Manfred (Fred) und Heinz (Menachem) Mayer leben zusammen mit ihren Eltern in Hoffenheim, einem kleinen Ort südlich von Heidelberg. Im Oktober 1940 werden sie mit anderen badischen und pfälzischen Juden in das Lager Gurs deportiert.

Nach vier Monaten im Lager entschliessen sich die Eltern schweren Herzens, sich von ihren Söhnen, damals sechs und acht Jahre alt, zu trennen: Sie geben sie in die Obhut eines jüdischen Kinderhilfswerkes (OSE), um das Leben ihrer Söhne zu schützen. Manfred und Heinz kommen in ein Waisenhaus im südfranzösischen Aspet. Dort müssen sie sich ohne Eltern, mit einer völlig neuen Sprache und fremden Kindern zurechtfinden…

Die Eltern schreiben ihnen Briefe, schicken ihnen Pakete und versuchen so gut es geht, an dem Leben ihrer Kinder teilzuhaben. Diese Briefe sind die einzige Verbindung, die sie haben. 15 Monate nach der Trennung wird ihnen mitgeteilt, sie könnten ihre Eltern besuchen. Sie sind aufgeregt und horten Nahrungsmittel in Schuhschachteln unter ihren Matratzen, um sie den Eltern mitzubringen.
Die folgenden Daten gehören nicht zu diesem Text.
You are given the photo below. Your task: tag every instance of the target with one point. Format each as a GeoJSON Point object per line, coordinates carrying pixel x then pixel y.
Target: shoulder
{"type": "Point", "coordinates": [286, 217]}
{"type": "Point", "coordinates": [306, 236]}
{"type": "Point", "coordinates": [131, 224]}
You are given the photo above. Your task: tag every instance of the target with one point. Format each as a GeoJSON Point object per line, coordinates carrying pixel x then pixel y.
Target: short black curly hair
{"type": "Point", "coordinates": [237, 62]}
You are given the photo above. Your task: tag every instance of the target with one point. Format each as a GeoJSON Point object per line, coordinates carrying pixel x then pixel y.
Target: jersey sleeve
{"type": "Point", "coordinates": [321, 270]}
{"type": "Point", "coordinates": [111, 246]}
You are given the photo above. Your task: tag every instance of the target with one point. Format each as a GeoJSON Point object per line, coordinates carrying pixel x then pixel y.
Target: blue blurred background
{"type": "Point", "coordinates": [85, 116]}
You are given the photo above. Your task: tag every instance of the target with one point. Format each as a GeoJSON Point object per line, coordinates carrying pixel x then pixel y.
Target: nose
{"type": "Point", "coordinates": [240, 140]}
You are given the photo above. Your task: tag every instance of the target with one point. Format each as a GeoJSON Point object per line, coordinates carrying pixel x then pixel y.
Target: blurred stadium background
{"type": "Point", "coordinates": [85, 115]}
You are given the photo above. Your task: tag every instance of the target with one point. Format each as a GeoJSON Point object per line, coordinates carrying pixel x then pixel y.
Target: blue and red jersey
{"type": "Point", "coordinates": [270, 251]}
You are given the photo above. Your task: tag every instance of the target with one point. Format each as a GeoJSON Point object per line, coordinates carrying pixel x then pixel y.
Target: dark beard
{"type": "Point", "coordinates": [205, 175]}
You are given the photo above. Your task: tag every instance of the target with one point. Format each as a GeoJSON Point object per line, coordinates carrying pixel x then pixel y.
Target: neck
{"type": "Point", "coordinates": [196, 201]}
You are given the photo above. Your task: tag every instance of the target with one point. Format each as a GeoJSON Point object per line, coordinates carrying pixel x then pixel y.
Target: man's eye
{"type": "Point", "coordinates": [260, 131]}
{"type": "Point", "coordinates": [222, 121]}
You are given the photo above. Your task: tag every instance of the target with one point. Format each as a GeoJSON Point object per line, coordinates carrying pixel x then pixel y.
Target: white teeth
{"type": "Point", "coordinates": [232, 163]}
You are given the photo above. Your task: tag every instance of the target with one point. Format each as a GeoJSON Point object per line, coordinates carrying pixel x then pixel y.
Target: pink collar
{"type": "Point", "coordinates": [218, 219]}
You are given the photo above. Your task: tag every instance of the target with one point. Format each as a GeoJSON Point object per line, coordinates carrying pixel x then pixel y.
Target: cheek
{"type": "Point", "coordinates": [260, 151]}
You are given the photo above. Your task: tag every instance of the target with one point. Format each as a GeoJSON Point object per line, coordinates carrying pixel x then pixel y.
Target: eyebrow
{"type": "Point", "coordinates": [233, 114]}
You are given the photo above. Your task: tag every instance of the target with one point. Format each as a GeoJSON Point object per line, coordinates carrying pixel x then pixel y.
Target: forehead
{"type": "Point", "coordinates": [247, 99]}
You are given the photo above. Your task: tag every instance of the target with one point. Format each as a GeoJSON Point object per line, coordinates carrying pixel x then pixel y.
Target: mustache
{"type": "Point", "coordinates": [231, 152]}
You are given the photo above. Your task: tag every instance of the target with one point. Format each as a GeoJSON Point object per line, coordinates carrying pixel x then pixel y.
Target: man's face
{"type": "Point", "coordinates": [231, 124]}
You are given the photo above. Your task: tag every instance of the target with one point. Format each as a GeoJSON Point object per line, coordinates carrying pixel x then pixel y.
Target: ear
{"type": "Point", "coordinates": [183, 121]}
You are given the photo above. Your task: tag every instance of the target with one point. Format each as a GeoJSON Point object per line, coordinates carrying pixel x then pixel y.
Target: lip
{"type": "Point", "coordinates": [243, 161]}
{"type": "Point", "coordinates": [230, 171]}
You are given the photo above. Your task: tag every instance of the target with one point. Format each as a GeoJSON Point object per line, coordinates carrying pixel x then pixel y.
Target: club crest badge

Der Besuch findet niemals statt. Ein Mitarbeiter der OSE verhindert es, indem er den Eltern rät, sich nicht mit ihren Söhnen zu treffen, um sie nicht in Gefahr zu bringen. Im August 1942 erhalten Manfred und Heinz den letzten Brief der Eltern. Sie vermuten, dass beide gleich nach der Ankunft in Auschwitz getötet wurden.

Der Weg zweier Brüder

Nachdem deutsche Truppen den bisher unbesetzten Teil Frankreichs besetzt haben, müssen sie 1943 in ein anderes Waisenhaus verlegt werden. Im selben Jahr, Heinz ist 11 und Manfred 14 Jahre alt, werden die beiden getrennt. Manfred wird in ein anderes Haus verlegt und muss später untertauchen. Nach dem Krieg kommt er im Dezember 1946 in die USA. Er war nach seinem Studium, das er sich selbst finanzieren musste, in der Luft- und Raumfahrtindustrie tätig.
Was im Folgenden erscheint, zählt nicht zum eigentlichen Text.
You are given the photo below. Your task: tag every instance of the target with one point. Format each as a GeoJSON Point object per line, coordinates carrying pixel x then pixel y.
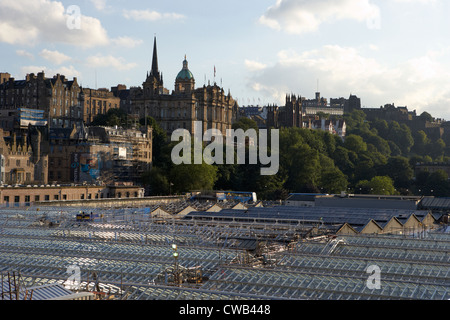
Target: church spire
{"type": "Point", "coordinates": [155, 72]}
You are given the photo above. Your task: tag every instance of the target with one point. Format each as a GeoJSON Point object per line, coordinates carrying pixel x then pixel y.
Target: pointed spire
{"type": "Point", "coordinates": [155, 72]}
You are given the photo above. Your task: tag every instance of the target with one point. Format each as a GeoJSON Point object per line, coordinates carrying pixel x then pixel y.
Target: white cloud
{"type": "Point", "coordinates": [99, 4]}
{"type": "Point", "coordinates": [254, 65]}
{"type": "Point", "coordinates": [303, 16]}
{"type": "Point", "coordinates": [419, 83]}
{"type": "Point", "coordinates": [126, 42]}
{"type": "Point", "coordinates": [25, 54]}
{"type": "Point", "coordinates": [99, 61]}
{"type": "Point", "coordinates": [28, 22]}
{"type": "Point", "coordinates": [54, 56]}
{"type": "Point", "coordinates": [149, 15]}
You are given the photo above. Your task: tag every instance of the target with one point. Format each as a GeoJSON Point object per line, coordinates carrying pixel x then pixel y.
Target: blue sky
{"type": "Point", "coordinates": [384, 51]}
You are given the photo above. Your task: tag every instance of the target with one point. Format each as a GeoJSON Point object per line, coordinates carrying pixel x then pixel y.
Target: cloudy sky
{"type": "Point", "coordinates": [384, 51]}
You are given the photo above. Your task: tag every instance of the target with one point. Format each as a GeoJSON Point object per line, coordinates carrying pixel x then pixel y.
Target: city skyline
{"type": "Point", "coordinates": [383, 52]}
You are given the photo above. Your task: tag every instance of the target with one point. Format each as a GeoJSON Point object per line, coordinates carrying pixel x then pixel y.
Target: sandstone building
{"type": "Point", "coordinates": [181, 107]}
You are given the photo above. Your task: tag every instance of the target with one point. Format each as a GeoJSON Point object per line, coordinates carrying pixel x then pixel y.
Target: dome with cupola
{"type": "Point", "coordinates": [185, 73]}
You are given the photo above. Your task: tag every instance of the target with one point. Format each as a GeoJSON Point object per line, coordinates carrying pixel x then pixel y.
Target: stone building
{"type": "Point", "coordinates": [63, 101]}
{"type": "Point", "coordinates": [95, 102]}
{"type": "Point", "coordinates": [15, 196]}
{"type": "Point", "coordinates": [184, 105]}
{"type": "Point", "coordinates": [24, 159]}
{"type": "Point", "coordinates": [98, 154]}
{"type": "Point", "coordinates": [288, 116]}
{"type": "Point", "coordinates": [58, 97]}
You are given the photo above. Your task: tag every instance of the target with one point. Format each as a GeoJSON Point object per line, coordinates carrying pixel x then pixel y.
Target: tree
{"type": "Point", "coordinates": [437, 184]}
{"type": "Point", "coordinates": [355, 143]}
{"type": "Point", "coordinates": [245, 124]}
{"type": "Point", "coordinates": [157, 180]}
{"type": "Point", "coordinates": [159, 141]}
{"type": "Point", "coordinates": [400, 170]}
{"type": "Point", "coordinates": [190, 177]}
{"type": "Point", "coordinates": [379, 185]}
{"type": "Point", "coordinates": [425, 116]}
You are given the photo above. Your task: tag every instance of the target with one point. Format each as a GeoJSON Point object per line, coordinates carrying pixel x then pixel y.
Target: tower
{"type": "Point", "coordinates": [185, 82]}
{"type": "Point", "coordinates": [153, 85]}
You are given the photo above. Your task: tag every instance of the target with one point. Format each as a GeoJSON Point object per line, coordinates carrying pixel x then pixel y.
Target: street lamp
{"type": "Point", "coordinates": [175, 255]}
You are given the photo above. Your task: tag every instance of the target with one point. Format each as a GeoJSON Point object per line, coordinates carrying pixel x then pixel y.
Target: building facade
{"type": "Point", "coordinates": [18, 196]}
{"type": "Point", "coordinates": [99, 154]}
{"type": "Point", "coordinates": [63, 101]}
{"type": "Point", "coordinates": [58, 97]}
{"type": "Point", "coordinates": [96, 102]}
{"type": "Point", "coordinates": [182, 107]}
{"type": "Point", "coordinates": [24, 160]}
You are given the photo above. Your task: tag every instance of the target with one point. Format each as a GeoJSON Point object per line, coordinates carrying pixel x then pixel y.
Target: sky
{"type": "Point", "coordinates": [383, 51]}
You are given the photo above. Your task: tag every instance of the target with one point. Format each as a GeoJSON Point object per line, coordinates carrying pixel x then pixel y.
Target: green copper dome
{"type": "Point", "coordinates": [185, 74]}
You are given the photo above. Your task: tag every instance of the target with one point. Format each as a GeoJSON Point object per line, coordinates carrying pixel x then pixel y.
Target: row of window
{"type": "Point", "coordinates": [27, 199]}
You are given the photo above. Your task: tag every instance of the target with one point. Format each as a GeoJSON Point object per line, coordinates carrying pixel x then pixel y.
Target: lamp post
{"type": "Point", "coordinates": [176, 273]}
Heinz bleibt weiterhin in Toulouse und flüchtet danach in die Schweiz. Dort bleibt er bis zu seiner Immigration nach Israel im Oktober 1948. Nach dem Militärdienst trat er in einen Kibbuz ein. Später studierte er an der Hebräischen Universität Erziehungswissenschaft und arbeitete u.a. für das israelische Bildungsministerium.

Viele Jahre gab es fast keinen Kontakt zwischen den Brüdern, bis sie das Bedürfnis verspürten, über ihre Erfahrungen zu reden, besonders mit ihren Enkeln. Sie erneuerten ihre Beziehung zueinander, gingen auf Spurensuche zu den Plätzen ihrer Vergangenheit und schrieben gemeinsam diese ergreifende Geschichte ihrer Kindheit.

Diese Biografie ist vielleicht die bewegendste, die in den letzten Jahren erschienen ist. Mit einer ehrlichen und tief berührenden Offenheit geben Menachem (Heinz) und Fred (Manfred) Einblick in ihr Leben. Sie zeigen was damals geschehen ist und erinnern sich, was diese Geschehnisse in ihnen ausgelöst haben. Sie öffnen sich den Lesern trotz dem Schmerz, den das Erinnern und das darüber Sprechen hervorruft.
Das Besondere an diesem Buch ist die ungewöhnliche Erzählweise. Die Brüder erinnern sich und berichten, stellen sich Fragen und beantworten sie: man hat den Eindruck, sie sitzen sich gegenüber und man könne ihnen bei einem Gespräch zuhören, das die Jahre der Trennung zu überbrücken versucht. Dazwischen liest man Briefe von den Eltern und sieht Fotos von den Stationen der beiden.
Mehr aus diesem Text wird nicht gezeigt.